Читать книгу Армитейдж / Armitage - Дон Нигро - Страница 4

Действие первое
Картина 2

Оглавление

(Пока МАРГАРЕТ говорит, ЕВА спускается к ЗАХУ, в другое пространство-время. ЭЛЕЙН рисует на чердаке. РОБИ сортирует письма. РУМПЛИ ушел в акру и появится позже. ЛЕЙК наблюдает за ЕВОЙ. Как и ДЖЕМС. ДЖОН в библиотеке с ФЭЙ. РОЗАННА суетится на кухне. ДЖЕЙН наблюдает за ЗАХОМ. Весь спектакль эти люди на сцене, перемещаются с места на место, словно их что-то притягивает или отталкивает).

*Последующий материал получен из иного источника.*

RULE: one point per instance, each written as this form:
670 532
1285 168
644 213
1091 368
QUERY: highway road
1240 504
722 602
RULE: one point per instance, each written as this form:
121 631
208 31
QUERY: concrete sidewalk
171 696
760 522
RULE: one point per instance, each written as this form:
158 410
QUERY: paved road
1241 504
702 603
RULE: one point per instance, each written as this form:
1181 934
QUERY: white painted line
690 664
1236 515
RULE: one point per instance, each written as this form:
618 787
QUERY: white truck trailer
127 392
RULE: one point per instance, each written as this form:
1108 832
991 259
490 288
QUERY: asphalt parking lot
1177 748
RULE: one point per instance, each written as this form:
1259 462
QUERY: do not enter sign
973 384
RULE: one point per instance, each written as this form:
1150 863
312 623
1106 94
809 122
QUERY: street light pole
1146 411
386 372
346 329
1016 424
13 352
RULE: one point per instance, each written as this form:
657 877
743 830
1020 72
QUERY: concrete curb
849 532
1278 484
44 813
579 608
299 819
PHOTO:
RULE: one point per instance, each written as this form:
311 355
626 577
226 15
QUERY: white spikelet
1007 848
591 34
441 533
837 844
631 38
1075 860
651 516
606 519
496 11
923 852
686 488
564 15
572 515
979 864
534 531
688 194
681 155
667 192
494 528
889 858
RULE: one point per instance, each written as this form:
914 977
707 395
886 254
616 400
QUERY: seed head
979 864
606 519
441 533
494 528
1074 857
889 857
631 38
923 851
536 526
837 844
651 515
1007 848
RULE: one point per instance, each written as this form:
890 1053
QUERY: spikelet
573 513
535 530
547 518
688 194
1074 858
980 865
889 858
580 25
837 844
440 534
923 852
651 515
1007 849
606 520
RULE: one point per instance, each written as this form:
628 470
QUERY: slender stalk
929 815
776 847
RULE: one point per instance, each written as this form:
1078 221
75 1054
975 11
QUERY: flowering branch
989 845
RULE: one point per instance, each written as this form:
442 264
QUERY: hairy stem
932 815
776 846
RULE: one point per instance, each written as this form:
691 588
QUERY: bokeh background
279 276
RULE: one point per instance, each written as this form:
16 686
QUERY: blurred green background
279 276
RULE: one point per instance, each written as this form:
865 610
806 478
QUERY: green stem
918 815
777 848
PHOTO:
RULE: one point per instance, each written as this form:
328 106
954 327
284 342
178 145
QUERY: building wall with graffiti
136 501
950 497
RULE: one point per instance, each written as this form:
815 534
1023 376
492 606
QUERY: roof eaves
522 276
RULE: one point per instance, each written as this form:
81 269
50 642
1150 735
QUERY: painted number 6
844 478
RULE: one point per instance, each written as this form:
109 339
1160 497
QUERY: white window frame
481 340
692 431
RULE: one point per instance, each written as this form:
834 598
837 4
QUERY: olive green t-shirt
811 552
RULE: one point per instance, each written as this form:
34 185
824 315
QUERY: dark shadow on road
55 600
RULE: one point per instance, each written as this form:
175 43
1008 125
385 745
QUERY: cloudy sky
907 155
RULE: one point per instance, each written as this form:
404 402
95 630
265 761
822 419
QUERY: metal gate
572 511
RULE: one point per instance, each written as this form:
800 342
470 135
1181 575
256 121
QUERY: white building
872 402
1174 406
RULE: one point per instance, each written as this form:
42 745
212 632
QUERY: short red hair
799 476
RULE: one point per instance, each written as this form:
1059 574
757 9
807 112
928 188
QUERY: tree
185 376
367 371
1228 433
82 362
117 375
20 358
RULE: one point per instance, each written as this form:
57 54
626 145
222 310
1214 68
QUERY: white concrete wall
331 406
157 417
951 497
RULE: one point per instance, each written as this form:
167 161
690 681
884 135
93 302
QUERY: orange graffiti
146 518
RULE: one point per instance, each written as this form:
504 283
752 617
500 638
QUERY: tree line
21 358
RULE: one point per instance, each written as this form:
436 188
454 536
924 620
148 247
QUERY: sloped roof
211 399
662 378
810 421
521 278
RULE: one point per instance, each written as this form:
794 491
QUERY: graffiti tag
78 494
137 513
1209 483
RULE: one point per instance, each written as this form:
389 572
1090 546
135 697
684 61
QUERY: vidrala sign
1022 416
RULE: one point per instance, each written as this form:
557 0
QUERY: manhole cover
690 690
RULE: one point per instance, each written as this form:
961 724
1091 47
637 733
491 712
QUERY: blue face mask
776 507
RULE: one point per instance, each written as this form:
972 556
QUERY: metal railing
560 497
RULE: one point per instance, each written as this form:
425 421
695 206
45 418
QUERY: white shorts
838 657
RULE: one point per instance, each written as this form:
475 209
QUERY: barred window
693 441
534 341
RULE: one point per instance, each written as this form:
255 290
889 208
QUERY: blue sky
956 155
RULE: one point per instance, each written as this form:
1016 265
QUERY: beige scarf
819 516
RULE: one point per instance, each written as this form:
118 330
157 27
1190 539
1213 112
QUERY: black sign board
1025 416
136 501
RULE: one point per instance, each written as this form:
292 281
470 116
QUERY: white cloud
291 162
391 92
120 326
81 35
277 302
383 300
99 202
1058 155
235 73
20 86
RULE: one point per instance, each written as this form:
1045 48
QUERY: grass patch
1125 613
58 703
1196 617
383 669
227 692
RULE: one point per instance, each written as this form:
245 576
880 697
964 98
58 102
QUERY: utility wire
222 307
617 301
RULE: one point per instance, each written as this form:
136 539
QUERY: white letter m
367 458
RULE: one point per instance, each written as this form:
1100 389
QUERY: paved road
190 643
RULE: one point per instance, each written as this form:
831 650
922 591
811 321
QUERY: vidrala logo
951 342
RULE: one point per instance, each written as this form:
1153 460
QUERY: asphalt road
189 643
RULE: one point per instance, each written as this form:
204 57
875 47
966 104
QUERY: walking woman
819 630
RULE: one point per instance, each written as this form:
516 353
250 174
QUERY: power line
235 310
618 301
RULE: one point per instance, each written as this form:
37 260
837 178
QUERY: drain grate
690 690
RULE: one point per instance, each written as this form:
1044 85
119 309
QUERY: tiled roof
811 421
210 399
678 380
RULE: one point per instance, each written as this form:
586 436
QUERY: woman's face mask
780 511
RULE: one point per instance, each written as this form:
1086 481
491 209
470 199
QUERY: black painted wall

МАРГАРЕТ (ей 47 лет). Четвертое июля, 1848 год. Восточная часть Огайо прекрасна в это время года. Жимолость вся в цвету, сладкий аромат заставляет меня содрогаться по утрам. Полагаю, однако, что мне лучше воздержаться от катания голышом по траве, это больше присуще Элейн. Мне сорок семь лет, хотя все говорят, что я всегда буду выглядеть очаровательным ребенком, но, с другой стороны, когда здесь хоть кто-нибудь говорил правду о чем-либо. Я пишу этот дневник, бессмысленный отчет о смене сезонов, о гротескном движении человеческих желаний сквозь время навстречу смерти. Зах Пендрагон по-прежнему силен и здоров и, вероятно, будет жить вечно. Гуляя по саду во второй половине дня, я вдыхаю аромат жимолости и вспоминаю сад моих родителей в Нью-Йорке, пусть я не видела его с тех пор, когда мы с Элейн были маленькими девочками, и вижу маму и Заха, прохаживающихся там, более сорока лет тому назад. Маме чуть больше двадцати. Зах только что вернулся из Европы. Почему он заглянул к нам? Не мог не знать, как это опасно. Если бы держался подальше, наша жизнь была бы совсем иной. И такой скучной.

(Она наблюдает, как ЗАХ и ЕВА, в Нью-Йорке, прохаживаются по саду в 1804 г.).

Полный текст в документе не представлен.